Script to pull pub date and author(s) from URL in front window of Safari?

An advantage of querySelectorAll is that it returns a nodeList of matches - where there are no matches the list is simply empty – and mapping a function over an empty array just returns another empty array – error handling doesn't need to arise.

I suppose it is a matter of preference. I prefer a positive indicator that the data was NOT found, vs an empty result which may make the user wonder if anything happened.

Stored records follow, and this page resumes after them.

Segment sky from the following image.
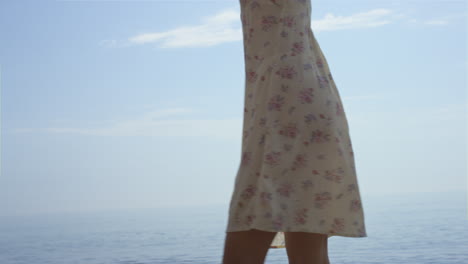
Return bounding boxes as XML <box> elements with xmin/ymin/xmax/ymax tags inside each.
<box><xmin>0</xmin><ymin>0</ymin><xmax>466</xmax><ymax>217</ymax></box>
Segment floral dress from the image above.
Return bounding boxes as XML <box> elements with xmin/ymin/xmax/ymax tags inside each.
<box><xmin>226</xmin><ymin>0</ymin><xmax>367</xmax><ymax>248</ymax></box>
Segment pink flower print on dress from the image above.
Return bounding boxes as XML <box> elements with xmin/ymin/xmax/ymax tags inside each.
<box><xmin>250</xmin><ymin>107</ymin><xmax>256</xmax><ymax>118</ymax></box>
<box><xmin>316</xmin><ymin>57</ymin><xmax>324</xmax><ymax>68</ymax></box>
<box><xmin>272</xmin><ymin>119</ymin><xmax>281</xmax><ymax>129</ymax></box>
<box><xmin>278</xmin><ymin>122</ymin><xmax>299</xmax><ymax>139</ymax></box>
<box><xmin>318</xmin><ymin>113</ymin><xmax>333</xmax><ymax>125</ymax></box>
<box><xmin>336</xmin><ymin>146</ymin><xmax>344</xmax><ymax>157</ymax></box>
<box><xmin>242</xmin><ymin>129</ymin><xmax>249</xmax><ymax>141</ymax></box>
<box><xmin>350</xmin><ymin>199</ymin><xmax>363</xmax><ymax>213</ymax></box>
<box><xmin>294</xmin><ymin>208</ymin><xmax>309</xmax><ymax>225</ymax></box>
<box><xmin>241</xmin><ymin>151</ymin><xmax>252</xmax><ymax>166</ymax></box>
<box><xmin>357</xmin><ymin>226</ymin><xmax>366</xmax><ymax>236</ymax></box>
<box><xmin>245</xmin><ymin>214</ymin><xmax>256</xmax><ymax>225</ymax></box>
<box><xmin>255</xmin><ymin>171</ymin><xmax>261</xmax><ymax>178</ymax></box>
<box><xmin>298</xmin><ymin>87</ymin><xmax>314</xmax><ymax>104</ymax></box>
<box><xmin>336</xmin><ymin>127</ymin><xmax>345</xmax><ymax>138</ymax></box>
<box><xmin>261</xmin><ymin>15</ymin><xmax>279</xmax><ymax>32</ymax></box>
<box><xmin>241</xmin><ymin>184</ymin><xmax>258</xmax><ymax>200</ymax></box>
<box><xmin>319</xmin><ymin>114</ymin><xmax>332</xmax><ymax>121</ymax></box>
<box><xmin>277</xmin><ymin>182</ymin><xmax>294</xmax><ymax>198</ymax></box>
<box><xmin>265</xmin><ymin>151</ymin><xmax>282</xmax><ymax>166</ymax></box>
<box><xmin>267</xmin><ymin>63</ymin><xmax>277</xmax><ymax>73</ymax></box>
<box><xmin>249</xmin><ymin>1</ymin><xmax>260</xmax><ymax>10</ymax></box>
<box><xmin>323</xmin><ymin>167</ymin><xmax>345</xmax><ymax>183</ymax></box>
<box><xmin>281</xmin><ymin>15</ymin><xmax>296</xmax><ymax>28</ymax></box>
<box><xmin>268</xmin><ymin>94</ymin><xmax>286</xmax><ymax>111</ymax></box>
<box><xmin>314</xmin><ymin>192</ymin><xmax>332</xmax><ymax>209</ymax></box>
<box><xmin>258</xmin><ymin>133</ymin><xmax>266</xmax><ymax>145</ymax></box>
<box><xmin>317</xmin><ymin>75</ymin><xmax>329</xmax><ymax>89</ymax></box>
<box><xmin>247</xmin><ymin>69</ymin><xmax>258</xmax><ymax>83</ymax></box>
<box><xmin>303</xmin><ymin>63</ymin><xmax>313</xmax><ymax>70</ymax></box>
<box><xmin>244</xmin><ymin>27</ymin><xmax>254</xmax><ymax>43</ymax></box>
<box><xmin>290</xmin><ymin>41</ymin><xmax>305</xmax><ymax>56</ymax></box>
<box><xmin>253</xmin><ymin>54</ymin><xmax>264</xmax><ymax>62</ymax></box>
<box><xmin>260</xmin><ymin>191</ymin><xmax>273</xmax><ymax>206</ymax></box>
<box><xmin>330</xmin><ymin>218</ymin><xmax>345</xmax><ymax>233</ymax></box>
<box><xmin>275</xmin><ymin>66</ymin><xmax>297</xmax><ymax>80</ymax></box>
<box><xmin>304</xmin><ymin>112</ymin><xmax>317</xmax><ymax>125</ymax></box>
<box><xmin>335</xmin><ymin>101</ymin><xmax>345</xmax><ymax>116</ymax></box>
<box><xmin>272</xmin><ymin>214</ymin><xmax>284</xmax><ymax>231</ymax></box>
<box><xmin>347</xmin><ymin>183</ymin><xmax>357</xmax><ymax>193</ymax></box>
<box><xmin>240</xmin><ymin>12</ymin><xmax>248</xmax><ymax>26</ymax></box>
<box><xmin>291</xmin><ymin>153</ymin><xmax>308</xmax><ymax>171</ymax></box>
<box><xmin>301</xmin><ymin>179</ymin><xmax>314</xmax><ymax>191</ymax></box>
<box><xmin>309</xmin><ymin>129</ymin><xmax>331</xmax><ymax>143</ymax></box>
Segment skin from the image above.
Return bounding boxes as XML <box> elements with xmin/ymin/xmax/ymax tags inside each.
<box><xmin>222</xmin><ymin>228</ymin><xmax>330</xmax><ymax>264</ymax></box>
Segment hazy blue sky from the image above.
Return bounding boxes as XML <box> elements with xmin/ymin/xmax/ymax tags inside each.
<box><xmin>0</xmin><ymin>0</ymin><xmax>466</xmax><ymax>216</ymax></box>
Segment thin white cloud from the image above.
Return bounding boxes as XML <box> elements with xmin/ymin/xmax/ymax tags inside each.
<box><xmin>424</xmin><ymin>19</ymin><xmax>449</xmax><ymax>25</ymax></box>
<box><xmin>312</xmin><ymin>8</ymin><xmax>395</xmax><ymax>32</ymax></box>
<box><xmin>127</xmin><ymin>8</ymin><xmax>242</xmax><ymax>48</ymax></box>
<box><xmin>407</xmin><ymin>12</ymin><xmax>465</xmax><ymax>26</ymax></box>
<box><xmin>101</xmin><ymin>8</ymin><xmax>399</xmax><ymax>49</ymax></box>
<box><xmin>99</xmin><ymin>7</ymin><xmax>460</xmax><ymax>48</ymax></box>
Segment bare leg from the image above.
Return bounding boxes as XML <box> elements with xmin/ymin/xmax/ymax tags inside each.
<box><xmin>222</xmin><ymin>228</ymin><xmax>277</xmax><ymax>264</ymax></box>
<box><xmin>284</xmin><ymin>232</ymin><xmax>330</xmax><ymax>264</ymax></box>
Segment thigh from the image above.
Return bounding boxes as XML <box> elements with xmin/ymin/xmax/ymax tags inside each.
<box><xmin>284</xmin><ymin>232</ymin><xmax>329</xmax><ymax>263</ymax></box>
<box><xmin>223</xmin><ymin>229</ymin><xmax>277</xmax><ymax>264</ymax></box>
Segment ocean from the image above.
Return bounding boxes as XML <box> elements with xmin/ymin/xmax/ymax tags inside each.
<box><xmin>1</xmin><ymin>190</ymin><xmax>467</xmax><ymax>264</ymax></box>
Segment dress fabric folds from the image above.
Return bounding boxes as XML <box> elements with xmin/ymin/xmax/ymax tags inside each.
<box><xmin>226</xmin><ymin>0</ymin><xmax>368</xmax><ymax>248</ymax></box>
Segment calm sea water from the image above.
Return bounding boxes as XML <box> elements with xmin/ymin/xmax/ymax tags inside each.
<box><xmin>1</xmin><ymin>190</ymin><xmax>467</xmax><ymax>264</ymax></box>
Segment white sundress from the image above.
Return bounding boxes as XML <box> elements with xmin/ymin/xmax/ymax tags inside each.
<box><xmin>226</xmin><ymin>0</ymin><xmax>368</xmax><ymax>248</ymax></box>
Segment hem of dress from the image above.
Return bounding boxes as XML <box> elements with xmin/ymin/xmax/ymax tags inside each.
<box><xmin>226</xmin><ymin>226</ymin><xmax>367</xmax><ymax>238</ymax></box>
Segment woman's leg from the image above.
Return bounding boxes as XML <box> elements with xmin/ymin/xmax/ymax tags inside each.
<box><xmin>222</xmin><ymin>228</ymin><xmax>277</xmax><ymax>264</ymax></box>
<box><xmin>284</xmin><ymin>232</ymin><xmax>330</xmax><ymax>264</ymax></box>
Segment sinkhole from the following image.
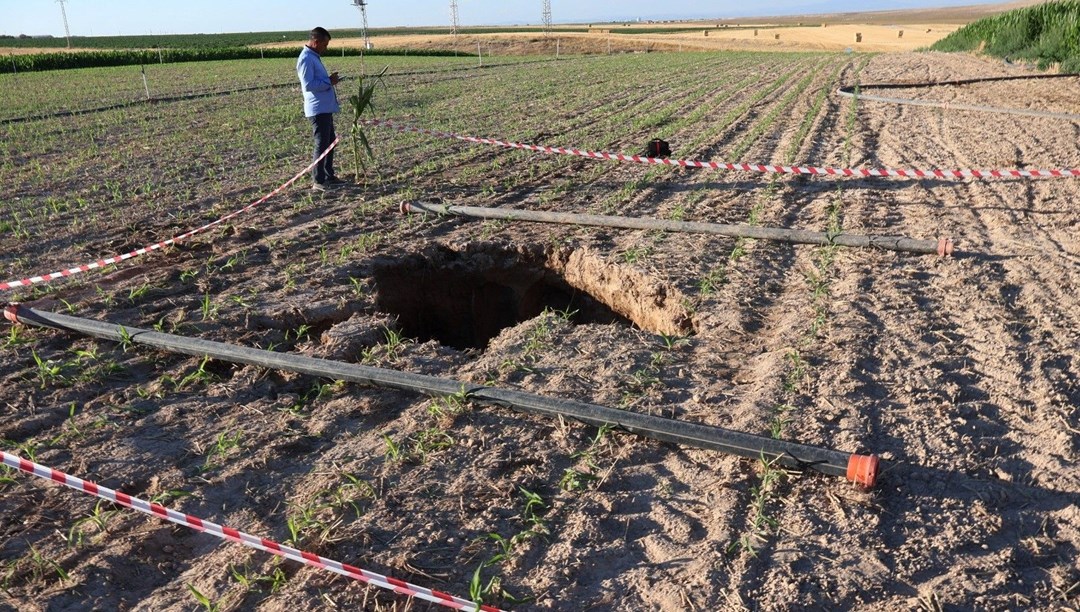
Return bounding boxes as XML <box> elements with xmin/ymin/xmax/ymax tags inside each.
<box><xmin>370</xmin><ymin>243</ymin><xmax>696</xmax><ymax>351</ymax></box>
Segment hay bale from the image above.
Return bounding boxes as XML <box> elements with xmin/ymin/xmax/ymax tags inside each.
<box><xmin>855</xmin><ymin>32</ymin><xmax>862</xmax><ymax>43</ymax></box>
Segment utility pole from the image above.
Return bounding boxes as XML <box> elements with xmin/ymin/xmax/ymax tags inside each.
<box><xmin>350</xmin><ymin>0</ymin><xmax>371</xmax><ymax>50</ymax></box>
<box><xmin>542</xmin><ymin>0</ymin><xmax>552</xmax><ymax>36</ymax></box>
<box><xmin>449</xmin><ymin>0</ymin><xmax>459</xmax><ymax>38</ymax></box>
<box><xmin>57</xmin><ymin>0</ymin><xmax>72</xmax><ymax>48</ymax></box>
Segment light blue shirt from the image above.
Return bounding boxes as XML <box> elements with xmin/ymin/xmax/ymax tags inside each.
<box><xmin>297</xmin><ymin>46</ymin><xmax>339</xmax><ymax>117</ymax></box>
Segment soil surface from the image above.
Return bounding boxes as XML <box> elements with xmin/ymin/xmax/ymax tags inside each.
<box><xmin>1</xmin><ymin>50</ymin><xmax>1079</xmax><ymax>611</ymax></box>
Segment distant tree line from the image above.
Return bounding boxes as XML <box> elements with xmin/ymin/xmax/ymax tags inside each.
<box><xmin>0</xmin><ymin>27</ymin><xmax>587</xmax><ymax>50</ymax></box>
<box><xmin>1</xmin><ymin>46</ymin><xmax>471</xmax><ymax>74</ymax></box>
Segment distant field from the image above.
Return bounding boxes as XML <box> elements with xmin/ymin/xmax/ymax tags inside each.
<box><xmin>324</xmin><ymin>23</ymin><xmax>960</xmax><ymax>55</ymax></box>
<box><xmin>0</xmin><ymin>2</ymin><xmax>1031</xmax><ymax>56</ymax></box>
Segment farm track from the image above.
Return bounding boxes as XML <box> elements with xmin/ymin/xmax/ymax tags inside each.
<box><xmin>1</xmin><ymin>51</ymin><xmax>1079</xmax><ymax>611</ymax></box>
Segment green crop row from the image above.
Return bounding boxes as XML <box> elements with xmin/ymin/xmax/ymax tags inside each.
<box><xmin>931</xmin><ymin>0</ymin><xmax>1080</xmax><ymax>71</ymax></box>
<box><xmin>2</xmin><ymin>46</ymin><xmax>470</xmax><ymax>74</ymax></box>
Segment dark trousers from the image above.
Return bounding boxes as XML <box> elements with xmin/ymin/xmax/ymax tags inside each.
<box><xmin>309</xmin><ymin>113</ymin><xmax>335</xmax><ymax>184</ymax></box>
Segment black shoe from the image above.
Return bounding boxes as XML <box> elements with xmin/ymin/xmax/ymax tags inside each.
<box><xmin>326</xmin><ymin>176</ymin><xmax>348</xmax><ymax>185</ymax></box>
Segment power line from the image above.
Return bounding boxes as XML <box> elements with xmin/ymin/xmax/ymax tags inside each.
<box><xmin>542</xmin><ymin>0</ymin><xmax>552</xmax><ymax>36</ymax></box>
<box><xmin>449</xmin><ymin>0</ymin><xmax>459</xmax><ymax>38</ymax></box>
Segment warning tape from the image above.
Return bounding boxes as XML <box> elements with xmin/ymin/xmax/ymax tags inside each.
<box><xmin>0</xmin><ymin>449</ymin><xmax>500</xmax><ymax>612</ymax></box>
<box><xmin>363</xmin><ymin>117</ymin><xmax>1080</xmax><ymax>179</ymax></box>
<box><xmin>0</xmin><ymin>138</ymin><xmax>340</xmax><ymax>293</ymax></box>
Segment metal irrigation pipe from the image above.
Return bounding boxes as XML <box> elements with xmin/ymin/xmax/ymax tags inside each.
<box><xmin>837</xmin><ymin>74</ymin><xmax>1080</xmax><ymax>122</ymax></box>
<box><xmin>401</xmin><ymin>201</ymin><xmax>954</xmax><ymax>256</ymax></box>
<box><xmin>4</xmin><ymin>305</ymin><xmax>880</xmax><ymax>487</ymax></box>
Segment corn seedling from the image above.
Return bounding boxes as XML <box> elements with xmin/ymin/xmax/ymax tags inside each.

Another variant (probably more useful if you want to do some JS post-processing) might be sth like:

from:

(() => {
    'use strict';

    // show :: a -> String
    const show = x => JSON.stringify(x, null, 2);

    return show(
        Array.from(document.querySelectorAll(
            'meta[name*="author"], meta[name*="published"]'
        ))
        .map(x => ({
            key: x.name,
            value: x.content
        }))
    );
})();

Hey Chuck,

Just to add some more mud to the mix I thought I’d take the opportunity to fool with the JSON in the given WSJ page.

Parsed the JSON string out with JavaScript.

Parsed the JSON itself with AppleScriptObjC.

Run the script from the Applescript Editor to see it work.

-Chris

------------------------------------------------------------------------------
# Auth: Christopher Stone
# dCre: 2017/04/20 18:00
# dMod: 2017/04/20 18:30 
# Appl: Safari
# Task: Parse Wall Street Journal Page for JSON elements.
# Libs: None
# Osax: None
# Tags: @Applescript, @Script, @ASObjC, @Safari, @JavaScript, @JSON, @Parse, @WSJ
# URLs: https://www.wsj.com/articles/how-to-be-the-best-deputy-when-second-best-is-best-1492529374
------------------------------------------------------------------------------
use AppleScript version "2.4"
use framework "Foundation"
use scripting additions
------------------------------------------------------------------------------

set jsCMD to "
var docSrc = document.body.parentNode.outerHTML;
var regEx = /<script type=\"application\\/ld\\+json[^•]+?<\\/script>/ig;
var reMatchArray = docSrc.match(regEx);
reMatchArray[0];
"
set jsonStr to doJavaScriptInSafari(jsCMD)
set AppleScript's text item delimiters to linefeed
set jsonStr to (paragraphs 2 thru -2 of jsonStr) as text
set nsDict to its convertJSONToDictionary:jsonStr

set thePublisher to (nsDict's valueForKeyPath:"publisher.name")
set thePublisher to item 1 of ((current application's NSArray's arrayWithObject:thePublisher) as list)

set theHeadline to (nsDict's valueForKeyPath:"headline")
set theHeadline to item 1 of ((current application's NSArray's arrayWithObject:theHeadline) as list)

set theAuthor to (nsDict's valueForKeyPath:"author.name")
set theAuthor to item 1 of ((current application's NSArray's arrayWithObject:theAuthor) as list)

set datePublished to (nsDict's valueForKeyPath:"datePublished")
set datePublished to item 1 of ((current application's NSArray's arrayWithObject:datePublished) as list)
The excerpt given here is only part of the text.